Après avoir entendu Me Caron, pour les parties intervenantes, et M. Benoît Camguilhem, désigné par le Premier ministre, à l’audience publique du 11 février 2025 ;

Et après avoir entendu le rapporteur ;  

LE CONSEIL CONSTITUTIONNEL S’EST FONDÉ SUR CE QUI SUIT :

1. L’article 60 du code des douanes, dans sa rédaction résultant de la loi du 18 juillet 2023 mentionnée ci-dessus, prévoit :

« Les agents des douanes peuvent procéder à la visite des marchandises, des moyens de transport et des personnes dans les conditions prévues au présent article et aux articles 60-1 à 60-10. Les mêmes articles 60-1 à 60-10 sont applicables pour la mise en œuvre :

« 1° Du présent code et en vue de la recherche de la fraude ;

« 2° Du règlement (UE) n° 952/2013 du Parlement européen et du Conseil du 9 octobre 2013 établissant le code des douanes de l’Union et de ses règlements d’application ;

« 3° Du règlement (UE) 2018/1672 du Parlement européen et du Conseil du 23 octobre 2018 relatif aux contrôles de l’argent liquide entrant dans l’Union ou sortant de l’Union et abrogeant le règlement (CE) n° 1889/2005 ;

« 4° Du chapitre II du titre V du livre Ier du code monétaire et financier ».

2. Le 1° de l’article 60-1 du même code, dans sa rédaction issue de la même loi, prévoit que les agents des douanes peuvent procéder, à toute heure, à la visite des marchandises, des moyens de transport et des personnes se trouvant ou circulant dans : 

« La zone terrestre du rayon des douanes définie à l’article 44 ».
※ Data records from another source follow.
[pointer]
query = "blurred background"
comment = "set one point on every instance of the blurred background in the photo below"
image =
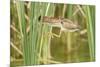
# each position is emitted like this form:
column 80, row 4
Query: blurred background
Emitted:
column 30, row 43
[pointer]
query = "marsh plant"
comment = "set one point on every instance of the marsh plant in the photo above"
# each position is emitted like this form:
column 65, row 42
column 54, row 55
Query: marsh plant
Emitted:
column 51, row 33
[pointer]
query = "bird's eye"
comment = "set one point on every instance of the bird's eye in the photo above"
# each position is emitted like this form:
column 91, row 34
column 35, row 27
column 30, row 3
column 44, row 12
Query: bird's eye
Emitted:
column 61, row 22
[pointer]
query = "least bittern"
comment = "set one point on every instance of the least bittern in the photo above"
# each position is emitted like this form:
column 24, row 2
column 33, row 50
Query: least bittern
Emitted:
column 65, row 24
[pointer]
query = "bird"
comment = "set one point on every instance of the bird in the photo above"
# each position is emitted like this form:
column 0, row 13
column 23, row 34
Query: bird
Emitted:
column 66, row 25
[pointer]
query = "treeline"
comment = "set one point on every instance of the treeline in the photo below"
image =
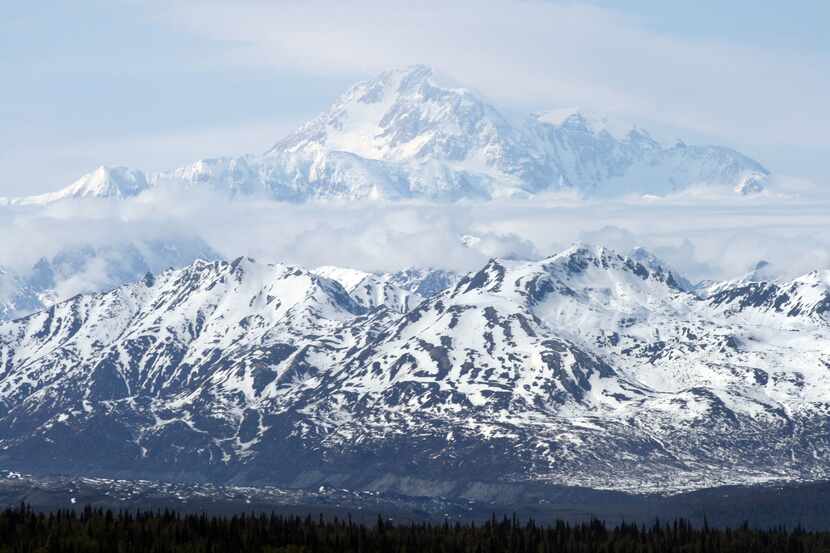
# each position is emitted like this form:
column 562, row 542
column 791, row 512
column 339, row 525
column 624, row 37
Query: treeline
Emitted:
column 94, row 530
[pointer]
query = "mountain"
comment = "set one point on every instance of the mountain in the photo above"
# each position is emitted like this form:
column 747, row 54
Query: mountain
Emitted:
column 105, row 182
column 405, row 135
column 399, row 291
column 586, row 368
column 91, row 268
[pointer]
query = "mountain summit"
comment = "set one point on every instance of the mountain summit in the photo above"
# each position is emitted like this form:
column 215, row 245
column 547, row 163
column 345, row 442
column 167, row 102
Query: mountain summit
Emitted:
column 405, row 135
column 588, row 367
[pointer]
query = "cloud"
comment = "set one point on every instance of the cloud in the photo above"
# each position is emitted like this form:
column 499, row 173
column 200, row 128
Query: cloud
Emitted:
column 533, row 52
column 702, row 239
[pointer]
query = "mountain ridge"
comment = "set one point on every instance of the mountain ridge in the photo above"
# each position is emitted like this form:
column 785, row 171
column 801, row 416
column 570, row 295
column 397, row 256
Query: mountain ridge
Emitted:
column 587, row 367
column 403, row 135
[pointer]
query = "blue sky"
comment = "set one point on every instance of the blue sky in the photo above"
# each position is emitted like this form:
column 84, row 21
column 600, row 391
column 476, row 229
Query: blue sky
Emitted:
column 158, row 84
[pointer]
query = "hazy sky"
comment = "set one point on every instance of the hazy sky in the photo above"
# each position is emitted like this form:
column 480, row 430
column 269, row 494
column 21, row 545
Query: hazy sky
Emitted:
column 156, row 84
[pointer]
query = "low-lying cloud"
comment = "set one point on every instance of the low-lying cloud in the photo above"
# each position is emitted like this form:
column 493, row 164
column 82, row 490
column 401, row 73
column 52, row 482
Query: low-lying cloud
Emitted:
column 703, row 239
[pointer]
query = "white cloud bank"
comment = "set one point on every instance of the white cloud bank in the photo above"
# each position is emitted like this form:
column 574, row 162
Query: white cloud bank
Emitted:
column 704, row 239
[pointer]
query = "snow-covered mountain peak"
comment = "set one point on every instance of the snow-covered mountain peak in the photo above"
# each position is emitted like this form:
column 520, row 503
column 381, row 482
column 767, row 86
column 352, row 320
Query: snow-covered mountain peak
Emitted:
column 407, row 134
column 105, row 182
column 403, row 114
column 579, row 120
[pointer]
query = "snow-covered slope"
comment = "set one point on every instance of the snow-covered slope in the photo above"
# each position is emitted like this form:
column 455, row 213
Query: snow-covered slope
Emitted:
column 88, row 268
column 405, row 135
column 587, row 367
column 400, row 291
column 105, row 182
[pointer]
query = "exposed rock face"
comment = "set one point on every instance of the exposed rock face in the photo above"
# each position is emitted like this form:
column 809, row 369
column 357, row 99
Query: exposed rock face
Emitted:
column 585, row 368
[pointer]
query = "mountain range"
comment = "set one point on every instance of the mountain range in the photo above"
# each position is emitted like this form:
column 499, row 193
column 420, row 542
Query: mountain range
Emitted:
column 586, row 368
column 404, row 135
column 88, row 267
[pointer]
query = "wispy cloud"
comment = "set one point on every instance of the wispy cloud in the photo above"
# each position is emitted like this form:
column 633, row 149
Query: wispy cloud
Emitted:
column 715, row 238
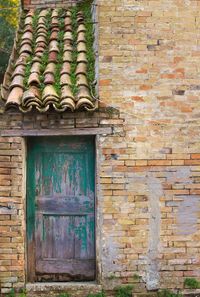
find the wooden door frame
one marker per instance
(98, 215)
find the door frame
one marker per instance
(97, 211)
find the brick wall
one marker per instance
(149, 70)
(149, 168)
(48, 3)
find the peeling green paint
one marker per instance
(62, 167)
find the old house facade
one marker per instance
(116, 174)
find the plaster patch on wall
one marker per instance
(110, 256)
(188, 215)
(152, 272)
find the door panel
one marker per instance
(60, 208)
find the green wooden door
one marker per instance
(60, 209)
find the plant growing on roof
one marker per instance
(8, 24)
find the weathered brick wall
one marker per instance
(149, 69)
(13, 182)
(149, 169)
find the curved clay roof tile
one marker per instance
(15, 96)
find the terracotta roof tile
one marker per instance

3. Le requérant, rejoint par les parties intervenantes, reproche à ces dispositions de permettre aux agents des douanes de procéder, dans une zone territoriale trop étendue, à des contrôles ou des visites à l’encontre de toute personne se trouvant sur la voie publique, sans raisons particulières tenant à l’existence de soupçons ou à la recherche d’une infraction, ni contrôle effectif de l’autorité judiciaire. Il en résulterait une méconnaissance de la liberté d’aller et de venir et du droit au respect de la vie privée. 

4. Par conséquent, la question prioritaire de constitutionnalité porte sur le 1° de l’article 60-1 du code des douanes.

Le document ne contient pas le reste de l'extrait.